My manager at work is a poet, and alongside supporting each other with our (often frustrating) jobs, I really enjoy talking to him about writing and literature and our chats often end up drifting this way. He recently had a few poems published and when I looked them up, one of them particularly grabbed me.
Life Sentence, by Colin Campbell Robinson. Read it here (second poem on the page): http://www.stridemagazine.co.uk/Stride%20mag%202012/Jan%202012/colin%20robinson%20poems.htm
When reading this, I immediately thought of a man that I know who is on Death Row in Georgia; we have been penpals for about a year and the descriptions in this poem of the whispering of the man's neighbours and the mice remind me of how he describes Death Row. I'm intrigued by the links to religion in this poem and I absolutely love the links of the word 'confession' to both guilt and faith. My own confession is that I don't know if I really understand the poem, but as I've said before, I don't think that matters much: if a poem conjures images in your mind, if it reminds you of something, if it makes you think, if you like the sounds it produces, then that's enough for it to be good and to be worth reading.

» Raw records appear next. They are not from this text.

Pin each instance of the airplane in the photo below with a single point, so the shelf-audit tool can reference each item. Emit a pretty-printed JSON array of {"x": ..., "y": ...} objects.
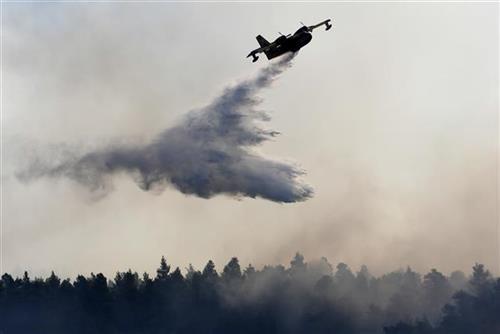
[{"x": 288, "y": 43}]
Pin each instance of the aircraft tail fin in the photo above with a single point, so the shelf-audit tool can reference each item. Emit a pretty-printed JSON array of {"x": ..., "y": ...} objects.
[{"x": 262, "y": 41}]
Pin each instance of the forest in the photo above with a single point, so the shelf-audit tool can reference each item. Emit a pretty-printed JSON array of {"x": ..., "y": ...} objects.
[{"x": 312, "y": 297}]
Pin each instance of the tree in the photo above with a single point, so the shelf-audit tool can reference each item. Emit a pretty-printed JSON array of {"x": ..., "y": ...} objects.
[
  {"x": 162, "y": 272},
  {"x": 209, "y": 272},
  {"x": 481, "y": 279},
  {"x": 232, "y": 270}
]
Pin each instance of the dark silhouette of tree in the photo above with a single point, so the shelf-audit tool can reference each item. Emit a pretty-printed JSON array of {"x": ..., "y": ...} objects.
[
  {"x": 304, "y": 298},
  {"x": 162, "y": 272}
]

I feel that there's something slightly accusatory about religion here, at least on the part of the prisoner if not the writer: 'they were guilty, he believed', with 'they' referring to 'holy men'. Maybe this is a reference to people who profess to be religious yet don't tend to act lovingly, kindly, in accordance with what their religion teaches? And what is the 'impossible project'? Perhaps the act of definitively deeming one to be guilty or not; perhaps it's all about perspective and that's why it's impossible.
That death is compared to being free at the end of the poem is sad, the sign of a life that has been imprisoned and wished to be over. The prisoner that I write to has not indicated to me yet that death would signify freedom for him; I think he still sees freedom as existing somewhere in life and he holds out hope that he'll find it.
And on that note, off I go to write to him!